If Nick Saban isn’t safe, who is? That question is bound to haunt some Alabamans otherwise inclined by ideology and partisan tribalism to regard COVID-19 as a sort of national speed bump on the road to American Greatness.
Like most Republican-governed states, particularly in the South, Alabama has lurched back and forth between a laissez-faire attitude toward pandemic precautions and hasty and half-hearted lockdown measures. The state has kept in place a mask order (in part to protect poll workers on November 3), but bars, restaurants, and beaches are open. It’s among the states with stable case statistics and occasional spikes. Politically, though, this very Trumpy state exemplifies to an extreme degree a regional tendency to exhibit skepticism about pandemic measures. The GOP’s Senate nominee in Alabama’s marquee political contest this year is former Saban rival Tommy Tuberville (the rare coach, in fact, who has a winning record against him). Tuberville has twice said publicly that he “doesn’t have a clue” about what to do about COVID-19 (in line with his usual self-presentation as an amiable good ol’ boy who isn’t troubled with a lot of deep thoughts), while expressing the abiding faith in Donald Trump that is his North Star.

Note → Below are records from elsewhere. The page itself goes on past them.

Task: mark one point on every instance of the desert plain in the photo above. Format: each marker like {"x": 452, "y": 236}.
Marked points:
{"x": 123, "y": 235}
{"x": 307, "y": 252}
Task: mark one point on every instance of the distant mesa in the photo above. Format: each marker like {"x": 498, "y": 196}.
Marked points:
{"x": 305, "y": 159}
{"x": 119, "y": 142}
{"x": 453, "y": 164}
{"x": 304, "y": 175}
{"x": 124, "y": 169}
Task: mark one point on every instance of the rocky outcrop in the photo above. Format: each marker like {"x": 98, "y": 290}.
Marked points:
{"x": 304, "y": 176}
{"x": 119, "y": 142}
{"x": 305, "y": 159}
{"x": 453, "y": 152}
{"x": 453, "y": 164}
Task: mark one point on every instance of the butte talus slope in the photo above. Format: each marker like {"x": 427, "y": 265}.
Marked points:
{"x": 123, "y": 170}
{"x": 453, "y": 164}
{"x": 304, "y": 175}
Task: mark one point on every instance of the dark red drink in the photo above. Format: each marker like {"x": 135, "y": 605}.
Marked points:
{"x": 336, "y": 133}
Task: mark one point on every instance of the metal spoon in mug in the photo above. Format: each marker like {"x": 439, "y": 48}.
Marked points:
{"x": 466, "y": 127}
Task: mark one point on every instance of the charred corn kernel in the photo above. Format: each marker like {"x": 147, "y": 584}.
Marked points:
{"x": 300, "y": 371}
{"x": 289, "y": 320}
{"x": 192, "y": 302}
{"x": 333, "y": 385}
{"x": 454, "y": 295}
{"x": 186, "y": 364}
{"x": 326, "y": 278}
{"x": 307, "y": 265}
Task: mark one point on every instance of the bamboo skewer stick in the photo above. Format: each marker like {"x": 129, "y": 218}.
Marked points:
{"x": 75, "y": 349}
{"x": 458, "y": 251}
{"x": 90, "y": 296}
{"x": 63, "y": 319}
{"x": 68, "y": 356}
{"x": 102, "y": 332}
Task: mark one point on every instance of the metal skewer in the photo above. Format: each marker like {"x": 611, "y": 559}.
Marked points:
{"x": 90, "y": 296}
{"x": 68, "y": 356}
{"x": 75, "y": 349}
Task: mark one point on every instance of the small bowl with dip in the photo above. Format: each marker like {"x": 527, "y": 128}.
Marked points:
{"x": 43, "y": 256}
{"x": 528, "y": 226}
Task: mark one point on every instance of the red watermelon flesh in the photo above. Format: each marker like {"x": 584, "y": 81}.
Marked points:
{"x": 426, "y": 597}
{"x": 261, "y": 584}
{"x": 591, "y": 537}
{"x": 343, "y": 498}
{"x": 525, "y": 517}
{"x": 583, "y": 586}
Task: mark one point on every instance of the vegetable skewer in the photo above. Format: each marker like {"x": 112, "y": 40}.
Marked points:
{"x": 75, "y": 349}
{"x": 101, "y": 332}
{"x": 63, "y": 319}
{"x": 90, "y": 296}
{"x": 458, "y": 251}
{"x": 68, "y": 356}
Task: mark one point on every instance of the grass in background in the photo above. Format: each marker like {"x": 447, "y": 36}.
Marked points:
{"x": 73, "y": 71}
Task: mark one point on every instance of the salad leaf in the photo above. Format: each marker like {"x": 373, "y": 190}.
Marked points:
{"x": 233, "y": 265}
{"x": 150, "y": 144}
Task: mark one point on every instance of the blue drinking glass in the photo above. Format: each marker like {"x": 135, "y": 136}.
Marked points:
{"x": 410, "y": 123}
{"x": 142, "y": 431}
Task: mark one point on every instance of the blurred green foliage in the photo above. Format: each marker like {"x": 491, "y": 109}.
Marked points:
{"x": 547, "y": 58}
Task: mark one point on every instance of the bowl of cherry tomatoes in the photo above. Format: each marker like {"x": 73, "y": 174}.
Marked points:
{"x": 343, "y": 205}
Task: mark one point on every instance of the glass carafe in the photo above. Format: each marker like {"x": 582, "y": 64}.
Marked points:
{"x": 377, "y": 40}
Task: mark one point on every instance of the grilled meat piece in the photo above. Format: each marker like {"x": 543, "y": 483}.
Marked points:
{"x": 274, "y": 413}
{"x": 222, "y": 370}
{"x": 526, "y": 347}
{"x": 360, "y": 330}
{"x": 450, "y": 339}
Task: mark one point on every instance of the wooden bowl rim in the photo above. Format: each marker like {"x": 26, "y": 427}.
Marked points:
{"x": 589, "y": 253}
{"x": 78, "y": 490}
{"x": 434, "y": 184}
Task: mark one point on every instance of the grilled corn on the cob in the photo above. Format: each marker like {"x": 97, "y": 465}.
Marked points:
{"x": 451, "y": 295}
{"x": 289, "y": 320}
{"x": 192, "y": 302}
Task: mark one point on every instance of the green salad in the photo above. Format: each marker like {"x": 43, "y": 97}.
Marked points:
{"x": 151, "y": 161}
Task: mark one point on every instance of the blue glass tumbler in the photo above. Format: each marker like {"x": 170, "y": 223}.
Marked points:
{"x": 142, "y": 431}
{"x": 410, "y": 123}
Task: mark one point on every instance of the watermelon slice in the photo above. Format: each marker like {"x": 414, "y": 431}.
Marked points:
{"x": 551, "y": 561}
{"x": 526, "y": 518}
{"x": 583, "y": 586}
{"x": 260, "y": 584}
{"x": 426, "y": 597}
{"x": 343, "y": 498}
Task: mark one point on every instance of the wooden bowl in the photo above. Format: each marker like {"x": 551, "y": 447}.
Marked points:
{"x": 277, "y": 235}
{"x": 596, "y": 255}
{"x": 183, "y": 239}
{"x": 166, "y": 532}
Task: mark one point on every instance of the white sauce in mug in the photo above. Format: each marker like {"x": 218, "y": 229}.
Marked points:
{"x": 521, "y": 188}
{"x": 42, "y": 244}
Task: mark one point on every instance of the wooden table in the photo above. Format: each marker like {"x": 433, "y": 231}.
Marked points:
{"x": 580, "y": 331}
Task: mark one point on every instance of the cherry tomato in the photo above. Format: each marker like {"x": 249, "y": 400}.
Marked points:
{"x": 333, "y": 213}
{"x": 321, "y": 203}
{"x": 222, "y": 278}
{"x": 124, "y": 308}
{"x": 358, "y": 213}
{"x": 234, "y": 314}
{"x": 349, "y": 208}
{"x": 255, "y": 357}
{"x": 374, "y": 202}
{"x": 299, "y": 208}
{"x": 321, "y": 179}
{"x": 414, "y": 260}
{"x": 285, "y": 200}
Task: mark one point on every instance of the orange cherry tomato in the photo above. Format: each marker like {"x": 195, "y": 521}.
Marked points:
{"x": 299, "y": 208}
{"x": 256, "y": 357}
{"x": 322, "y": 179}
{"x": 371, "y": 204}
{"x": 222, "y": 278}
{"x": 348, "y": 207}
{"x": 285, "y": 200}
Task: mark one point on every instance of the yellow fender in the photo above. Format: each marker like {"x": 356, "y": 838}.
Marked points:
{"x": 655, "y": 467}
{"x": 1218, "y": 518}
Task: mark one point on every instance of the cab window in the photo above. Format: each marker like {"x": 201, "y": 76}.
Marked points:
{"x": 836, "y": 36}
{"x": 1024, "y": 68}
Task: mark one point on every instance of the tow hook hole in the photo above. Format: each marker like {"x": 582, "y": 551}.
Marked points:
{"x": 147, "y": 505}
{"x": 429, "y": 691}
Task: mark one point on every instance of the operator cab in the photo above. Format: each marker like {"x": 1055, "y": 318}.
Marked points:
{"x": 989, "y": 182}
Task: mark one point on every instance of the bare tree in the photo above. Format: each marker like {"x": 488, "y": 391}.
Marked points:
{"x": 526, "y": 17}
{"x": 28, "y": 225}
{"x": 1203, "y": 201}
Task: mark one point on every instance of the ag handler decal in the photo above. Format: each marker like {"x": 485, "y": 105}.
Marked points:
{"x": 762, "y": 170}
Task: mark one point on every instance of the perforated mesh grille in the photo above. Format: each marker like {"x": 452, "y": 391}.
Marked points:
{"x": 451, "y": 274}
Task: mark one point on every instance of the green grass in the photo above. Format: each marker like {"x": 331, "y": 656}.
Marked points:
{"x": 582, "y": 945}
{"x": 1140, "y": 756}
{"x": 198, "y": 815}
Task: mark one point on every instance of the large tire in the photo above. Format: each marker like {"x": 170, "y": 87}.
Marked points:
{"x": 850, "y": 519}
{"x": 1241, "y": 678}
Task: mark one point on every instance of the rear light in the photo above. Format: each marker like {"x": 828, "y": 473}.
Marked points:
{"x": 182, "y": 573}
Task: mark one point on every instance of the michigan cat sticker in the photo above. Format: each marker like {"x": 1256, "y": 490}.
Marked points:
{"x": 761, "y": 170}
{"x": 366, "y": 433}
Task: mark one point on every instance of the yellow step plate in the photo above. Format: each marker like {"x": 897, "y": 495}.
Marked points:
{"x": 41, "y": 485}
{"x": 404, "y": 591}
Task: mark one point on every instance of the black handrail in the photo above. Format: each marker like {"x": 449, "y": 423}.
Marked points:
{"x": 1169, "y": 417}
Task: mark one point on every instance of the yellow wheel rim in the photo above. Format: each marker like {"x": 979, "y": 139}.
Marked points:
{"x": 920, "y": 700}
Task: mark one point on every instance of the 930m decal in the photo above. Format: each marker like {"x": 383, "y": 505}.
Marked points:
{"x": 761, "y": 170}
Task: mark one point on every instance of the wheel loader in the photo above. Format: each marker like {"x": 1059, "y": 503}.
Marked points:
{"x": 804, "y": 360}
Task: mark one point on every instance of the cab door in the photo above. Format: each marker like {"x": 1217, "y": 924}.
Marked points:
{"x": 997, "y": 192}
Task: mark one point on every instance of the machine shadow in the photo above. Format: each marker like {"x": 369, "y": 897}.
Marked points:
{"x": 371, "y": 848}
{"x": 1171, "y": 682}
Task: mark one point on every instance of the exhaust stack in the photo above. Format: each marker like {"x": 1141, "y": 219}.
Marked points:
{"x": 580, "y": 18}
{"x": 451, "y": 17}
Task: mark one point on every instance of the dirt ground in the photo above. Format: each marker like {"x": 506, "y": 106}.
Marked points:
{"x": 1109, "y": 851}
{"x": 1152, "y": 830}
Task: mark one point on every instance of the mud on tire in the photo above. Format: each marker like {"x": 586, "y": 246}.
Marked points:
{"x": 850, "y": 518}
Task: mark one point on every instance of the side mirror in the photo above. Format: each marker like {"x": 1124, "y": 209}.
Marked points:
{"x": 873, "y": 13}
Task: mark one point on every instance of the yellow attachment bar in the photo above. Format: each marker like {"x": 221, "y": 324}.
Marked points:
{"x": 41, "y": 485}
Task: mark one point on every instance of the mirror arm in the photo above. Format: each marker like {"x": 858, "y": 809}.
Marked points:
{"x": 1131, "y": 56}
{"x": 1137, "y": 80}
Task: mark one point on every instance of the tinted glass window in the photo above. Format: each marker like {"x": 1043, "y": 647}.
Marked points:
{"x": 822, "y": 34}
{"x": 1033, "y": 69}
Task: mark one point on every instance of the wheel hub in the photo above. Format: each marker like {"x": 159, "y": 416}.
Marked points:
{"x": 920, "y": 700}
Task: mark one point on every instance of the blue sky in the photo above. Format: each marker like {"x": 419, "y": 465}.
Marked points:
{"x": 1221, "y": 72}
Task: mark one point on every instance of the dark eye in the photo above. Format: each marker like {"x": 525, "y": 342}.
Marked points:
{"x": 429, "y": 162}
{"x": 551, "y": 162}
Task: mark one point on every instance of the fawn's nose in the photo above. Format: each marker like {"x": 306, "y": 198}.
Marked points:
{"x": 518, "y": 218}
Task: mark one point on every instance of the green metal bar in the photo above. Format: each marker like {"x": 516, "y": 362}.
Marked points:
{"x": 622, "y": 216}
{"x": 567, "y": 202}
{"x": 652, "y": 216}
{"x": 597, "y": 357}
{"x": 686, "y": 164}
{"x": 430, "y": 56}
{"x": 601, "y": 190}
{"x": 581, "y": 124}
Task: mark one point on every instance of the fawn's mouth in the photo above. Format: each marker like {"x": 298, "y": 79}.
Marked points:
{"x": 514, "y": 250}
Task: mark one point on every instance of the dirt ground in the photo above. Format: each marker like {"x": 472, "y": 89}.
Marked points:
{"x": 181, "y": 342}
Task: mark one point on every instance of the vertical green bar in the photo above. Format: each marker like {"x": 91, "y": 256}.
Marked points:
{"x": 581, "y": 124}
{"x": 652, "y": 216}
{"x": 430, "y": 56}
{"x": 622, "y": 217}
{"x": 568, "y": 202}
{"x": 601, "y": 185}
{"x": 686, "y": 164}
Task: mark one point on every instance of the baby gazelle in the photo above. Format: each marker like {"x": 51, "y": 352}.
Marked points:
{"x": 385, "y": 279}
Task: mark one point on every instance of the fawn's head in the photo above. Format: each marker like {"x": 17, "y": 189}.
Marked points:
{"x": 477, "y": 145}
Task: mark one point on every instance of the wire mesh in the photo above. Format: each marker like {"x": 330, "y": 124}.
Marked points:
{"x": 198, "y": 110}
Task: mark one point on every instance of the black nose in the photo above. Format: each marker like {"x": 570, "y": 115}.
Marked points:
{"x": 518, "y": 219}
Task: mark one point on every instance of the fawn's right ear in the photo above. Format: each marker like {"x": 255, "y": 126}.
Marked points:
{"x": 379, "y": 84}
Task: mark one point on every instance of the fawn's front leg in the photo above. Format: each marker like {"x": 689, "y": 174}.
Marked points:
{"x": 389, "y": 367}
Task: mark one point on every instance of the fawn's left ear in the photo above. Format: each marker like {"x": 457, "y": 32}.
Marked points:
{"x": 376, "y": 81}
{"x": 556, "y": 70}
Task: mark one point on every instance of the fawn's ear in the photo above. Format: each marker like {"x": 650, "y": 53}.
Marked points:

Even as Saban’s football team maintained its bubble, the university it represents had a huge spike in student COVID-19 cases when it reopened in August.
It’s unclear at this point what Saban’s COVID-19 diagnosis will represent in terms of the SEC or college football generally, even assuming he never becomes dangerously ill (he is currently asymptomatic). So far, there’s been no outbreak among Saban’s players, and while the rules will keep him from involvement, his second-ranked team is planning to take the field Saturday against third-ranked Georgia in Tuscaloosa, with assistant Steve Sarkisian in charge. But if any more games are postponed or canceled, the whole SEC season could unravel — and, with it, the entire sport in which the SEC plays such a prominent role. Pushed by fans, players, politicians, and dollar-hungry administrators, colleges (now including former holdouts in the Big Ten and Pac-12, which are planning delayed 2020 seasons) have engaged in a big gamble by moving ahead with games that involve inherently risky behaviors. It could all still blow up on them.
As Saban has shown, there’s no foolproof Process for victory over COVID-19, and those who remain in denial about this pandemic need to hear the whistle and stop playing games with it. The SEC’s branded slogan is “It Just Means More,” a tribute to the region’s passion for college sports and, most of all, football. Maybe Coach Saban’s diagnosis will ultimately turn heads and save lives.